Ainda me lembro muito bem da figura dela, sentada numa poltrona, calma e quieta, acompanhando a conversa, mas falando pouco. Tinha os cabelos literalmente dourados e, sobre estes, à maneira de chapéu, uma redezinha também dourada, para mantê-los em ordem. Aquilo me impressionou muito e não me escapou mais da memória, pois me pareceu imponentíssimo e em alto grau adequado a uma princesa.
Entretanto, notei que, dos meninos de minha família, ninguém prestava uma atenção especial nela. Quando os visitantes se retiraram, naturalmente começaram os comentários entre nós, e eu esperava que toda a meninada explodiria em elogios à pequena Princesa. Nada! Ninguém a elogiou. Então, para fazer uma experiência, eu disse:
– Que bonita a princesinha! Vocês não a acharam um encanto?
Eles responderam:
– Não!
– Mas, o que estão pensando? É um primor, uma Princesa de conto de fadas!
Percebi que os meninos e meninas não a comentavam porque, no fundo, ela possuía uma forma de beleza superior e conservadora, enquanto as irmãs dela chamavam mais a atenção por representarem o tipo convencional de mulher europeia que já começava a aparecer, e que o geral das pessoas aceitava.
E refleti: “Essa é uma das mil diferenças que me separa deles, mas eu continuarei fiel ao que sou! Vou dizer mais: nem vou contar a esses Príncipes o que eu vejo neles, pois estou vendo que eles pensam a respeito de si próprios o mesmo que os outros pensam. Entretanto, eles são meus superiores e estão nimbados por um carisma, o qual me comunica algo que o comum das pessoas não possui. E com isso eu me alegro!”
Dª Maria Pia e seus filhos no Brasil
Entre as pessoas da família imperial que vieram ao Brasil no ano de 1922, para participar das celebrações e festejos do Centenário da Independência, estava também a Princesa Maria Pia de Bourbon-Sicílias41, viúva de D. Luís42, e os filhos dela, ainda crianças.
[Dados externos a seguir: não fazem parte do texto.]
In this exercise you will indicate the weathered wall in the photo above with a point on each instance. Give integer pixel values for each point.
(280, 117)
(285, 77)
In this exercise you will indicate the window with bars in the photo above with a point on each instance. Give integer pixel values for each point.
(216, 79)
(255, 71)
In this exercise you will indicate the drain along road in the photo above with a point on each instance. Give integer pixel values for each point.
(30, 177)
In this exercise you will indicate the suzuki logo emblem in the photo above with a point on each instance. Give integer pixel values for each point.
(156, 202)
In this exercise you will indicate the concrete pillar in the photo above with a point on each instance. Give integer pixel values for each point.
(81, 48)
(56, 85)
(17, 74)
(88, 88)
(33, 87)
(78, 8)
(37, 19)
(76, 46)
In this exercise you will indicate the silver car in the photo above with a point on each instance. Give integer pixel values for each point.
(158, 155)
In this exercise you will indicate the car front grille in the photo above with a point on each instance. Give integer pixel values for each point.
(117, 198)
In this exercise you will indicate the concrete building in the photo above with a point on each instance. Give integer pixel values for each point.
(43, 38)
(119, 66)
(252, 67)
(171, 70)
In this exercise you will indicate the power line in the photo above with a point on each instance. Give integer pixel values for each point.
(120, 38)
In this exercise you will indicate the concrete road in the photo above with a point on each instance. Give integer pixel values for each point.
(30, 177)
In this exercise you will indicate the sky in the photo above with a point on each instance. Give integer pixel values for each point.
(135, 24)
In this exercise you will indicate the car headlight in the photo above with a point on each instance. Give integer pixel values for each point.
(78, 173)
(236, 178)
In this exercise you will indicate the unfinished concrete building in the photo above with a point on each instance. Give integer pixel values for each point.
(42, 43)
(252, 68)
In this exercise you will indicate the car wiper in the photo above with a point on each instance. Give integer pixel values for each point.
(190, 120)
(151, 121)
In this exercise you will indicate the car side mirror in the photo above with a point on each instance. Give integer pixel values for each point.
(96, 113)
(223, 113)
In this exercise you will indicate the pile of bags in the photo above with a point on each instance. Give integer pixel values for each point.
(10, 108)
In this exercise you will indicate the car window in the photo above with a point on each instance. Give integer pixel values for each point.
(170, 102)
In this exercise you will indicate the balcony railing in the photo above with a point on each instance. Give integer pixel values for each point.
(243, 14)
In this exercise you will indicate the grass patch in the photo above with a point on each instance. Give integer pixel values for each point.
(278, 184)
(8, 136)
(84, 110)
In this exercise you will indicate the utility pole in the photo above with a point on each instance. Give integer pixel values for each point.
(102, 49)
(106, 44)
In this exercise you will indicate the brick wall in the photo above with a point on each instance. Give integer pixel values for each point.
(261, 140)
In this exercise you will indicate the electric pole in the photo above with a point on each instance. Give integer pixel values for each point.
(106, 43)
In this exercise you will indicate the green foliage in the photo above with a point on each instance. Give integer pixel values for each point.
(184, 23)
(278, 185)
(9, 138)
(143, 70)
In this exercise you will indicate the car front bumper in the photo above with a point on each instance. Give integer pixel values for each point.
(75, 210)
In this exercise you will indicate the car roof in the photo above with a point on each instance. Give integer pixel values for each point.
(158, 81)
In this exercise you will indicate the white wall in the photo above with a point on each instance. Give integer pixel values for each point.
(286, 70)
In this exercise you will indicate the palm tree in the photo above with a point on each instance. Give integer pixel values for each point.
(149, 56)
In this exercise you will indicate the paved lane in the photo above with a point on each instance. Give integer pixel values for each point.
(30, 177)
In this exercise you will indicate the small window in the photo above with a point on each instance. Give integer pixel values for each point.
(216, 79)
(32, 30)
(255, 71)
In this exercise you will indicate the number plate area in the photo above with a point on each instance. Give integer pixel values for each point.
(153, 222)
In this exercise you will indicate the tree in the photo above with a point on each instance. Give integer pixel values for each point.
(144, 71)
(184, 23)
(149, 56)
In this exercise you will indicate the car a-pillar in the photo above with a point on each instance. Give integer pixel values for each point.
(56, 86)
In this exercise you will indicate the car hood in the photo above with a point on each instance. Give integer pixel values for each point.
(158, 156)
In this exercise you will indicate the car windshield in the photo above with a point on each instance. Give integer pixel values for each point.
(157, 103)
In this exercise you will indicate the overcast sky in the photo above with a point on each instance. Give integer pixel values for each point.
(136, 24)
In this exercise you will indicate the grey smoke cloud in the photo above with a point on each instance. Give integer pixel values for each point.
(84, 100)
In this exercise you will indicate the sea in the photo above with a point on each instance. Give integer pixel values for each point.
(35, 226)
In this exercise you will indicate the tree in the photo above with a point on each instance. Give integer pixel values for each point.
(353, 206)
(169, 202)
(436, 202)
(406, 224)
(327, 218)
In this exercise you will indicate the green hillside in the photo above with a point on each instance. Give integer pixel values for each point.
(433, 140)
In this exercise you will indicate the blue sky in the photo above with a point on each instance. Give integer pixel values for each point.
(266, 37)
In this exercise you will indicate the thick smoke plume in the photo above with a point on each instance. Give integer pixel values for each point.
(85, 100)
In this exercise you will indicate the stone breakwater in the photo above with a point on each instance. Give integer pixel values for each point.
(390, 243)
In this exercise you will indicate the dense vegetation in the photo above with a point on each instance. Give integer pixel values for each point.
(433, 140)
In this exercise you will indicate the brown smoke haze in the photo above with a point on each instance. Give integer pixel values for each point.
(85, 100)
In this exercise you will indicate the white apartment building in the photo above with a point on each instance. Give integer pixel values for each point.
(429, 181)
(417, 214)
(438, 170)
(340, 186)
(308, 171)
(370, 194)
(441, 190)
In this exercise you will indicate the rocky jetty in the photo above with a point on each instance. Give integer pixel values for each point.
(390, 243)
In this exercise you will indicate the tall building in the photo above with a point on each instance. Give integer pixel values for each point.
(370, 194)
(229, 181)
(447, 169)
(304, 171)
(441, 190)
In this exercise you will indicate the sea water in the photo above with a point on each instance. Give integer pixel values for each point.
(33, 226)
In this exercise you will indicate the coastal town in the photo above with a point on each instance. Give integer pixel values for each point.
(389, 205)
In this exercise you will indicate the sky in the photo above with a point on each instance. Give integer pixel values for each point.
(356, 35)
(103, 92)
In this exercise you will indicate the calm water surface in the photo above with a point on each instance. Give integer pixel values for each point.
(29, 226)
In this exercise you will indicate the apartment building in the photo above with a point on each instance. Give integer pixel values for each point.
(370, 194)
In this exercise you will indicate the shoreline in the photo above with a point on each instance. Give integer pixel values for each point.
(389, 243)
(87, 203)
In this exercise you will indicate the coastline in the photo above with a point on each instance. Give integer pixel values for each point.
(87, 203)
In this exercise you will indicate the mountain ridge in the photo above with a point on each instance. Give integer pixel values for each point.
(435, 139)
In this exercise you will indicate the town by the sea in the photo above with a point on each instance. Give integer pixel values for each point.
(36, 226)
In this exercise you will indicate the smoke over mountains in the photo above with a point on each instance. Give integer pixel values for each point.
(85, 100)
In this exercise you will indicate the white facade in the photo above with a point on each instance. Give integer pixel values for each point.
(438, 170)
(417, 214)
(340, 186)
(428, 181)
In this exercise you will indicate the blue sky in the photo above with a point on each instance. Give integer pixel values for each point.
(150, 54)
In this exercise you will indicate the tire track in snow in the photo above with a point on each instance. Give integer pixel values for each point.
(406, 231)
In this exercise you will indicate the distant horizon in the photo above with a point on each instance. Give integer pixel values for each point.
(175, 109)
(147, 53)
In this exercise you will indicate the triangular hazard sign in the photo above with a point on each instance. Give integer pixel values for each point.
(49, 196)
Era a primeira vez que vinham a nosso país.
Quando ela chegou ao Rio de Janeiro, o Presidente da República mandou sua esposa recebê-la a bordo do navio e dar-lhe um tratamento de protocolo, como uma princesa de casa reinante. Ela foi então hospedar-se com os filhos no Hotel Glória ou no Hotel Copacabana – não me lembro bem – onde estavam reservados para eles excelentes apartamentos, e a própria Dª Mary Pessoa43 foi novamente visitá-la, ato contínuo.
Em São Paulo, a Princesa Maria Pia se hospedou com os filhos em casa da Condessa Penteado44, uma das senhoras mais ricas da cidade naquele tempo, a qual possuía um verdadeiro palácio na Avenida Higienópolis45 e ofereceu a eles apartamentos suntuosos.
Os netos da Condessa, alguns dos quais eu conhecia, por serem meus colegas no São Luís, naturalmente brincavam com os principezinhos, pois tinham mais ou menos a mesma idade. Um deles era Caio Prado Júnior, o qual, nas horas vagas, fazia um pouco de sala para o filho mais velho da Princesa e jogava tênis com ele. Era um rapaz finíssimo, muito bem educado e com jeito de verdadeiro aristocrata, mas que veio a ser depois um dos líderes mais conhecidos e destacados do Partido Comunista no Brasil, bem como o seu principal intelectual.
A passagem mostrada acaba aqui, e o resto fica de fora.